三首長の像の建造には総額 10.5 million ボツワナ・プラ(2017年のレートで1億2000万円弱)がかかり、内訳はデザイン費が 7.5 million プラ(同8000万円程度)、造形費が 3 million プラ(同3500万円程度)であった[5]。建造を実施したのは北朝鮮の国営企業万寿台海外開発会社である[5]。国連安全保障理事会が2017年に公表した年次報告書によると、北朝鮮はアフリカ諸国の銅像製作を請け負うことで年間数千万ドルの外貨を獲得している[7]。アフリカの銅像製作は2000年以降の北朝鮮の総輸出額の25%を占める[8]。
歴史
ハボローネには、初代大統領セレツェ・カーマの銅像が1986年に建てられたが、生前の姿にまったく似ていないと非難する声もあった[2]。その息子イアン・カーマが第4代大統領に就任する直前、その銅像は国会議事堂と相対する場所に移設された[2]。「人民と向き合う」という象徴的な意義を持たせた移設であった[2]。2005年に作られた「三首長の像」も論争と無縁というわけにはいかず、入札の裁定方法をめぐって一悶着が起き、入札が北朝鮮企業に決定すると、地元の彫刻家数人が失望を表明した[2]。

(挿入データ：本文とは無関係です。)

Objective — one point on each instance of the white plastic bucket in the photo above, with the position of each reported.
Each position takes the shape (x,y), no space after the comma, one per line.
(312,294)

入札の経緯はともかく、ボツワナの全国紙『ムメヒ』の記者の意見によると万寿台創作社は質の高い仕事をしており、銅像は三首長の顔立ちによく似せているという[2]。ボツワナ独立39周年目の独立記念日を翌日に控えた2005年9月29日に当時のフェスタス・モハエ大統領によって公開された[2]。除幕式は10月3日に催された[1]。除幕されたころは、一日あたり800人が三首長の像を訪れる人気であった[2]。独立記念日前後には、勲章などの授与式などがこのモニュメントの前で行われている[3]。2008年の独立記念の一連の式典においては「ミス・インディペンデント・ボツワナ」を決める野外コンテストも三首長の像の前で行われた[3]。2007年1月から8月までに行われた調査によると、このモニュメントはハボローネを訪れた観光客が最もよく訪れた場所であり、その内訳は79%が国内から、8%が南アフリカ共和国から、その他がジンバブエやアメリカ、中国、ケニアなどとなっている[4]。
入札の経緯が不透明であることのほかに、三首長の像の建立自体を問題視する視座もある。ボツワナ国民の民族構成はツワナ人とされる人々が79%の多数派を形成し、カランガ人(英語版)などのマイノリティが残りの21%を占める[9]。建立当初、ボツワナのマイノリティの中には、三首長の像の建立により「ツワナ人こそがこの国の支配者だ」というプロパガンダがまたもや繰り返されたと主張した者もいた[1]。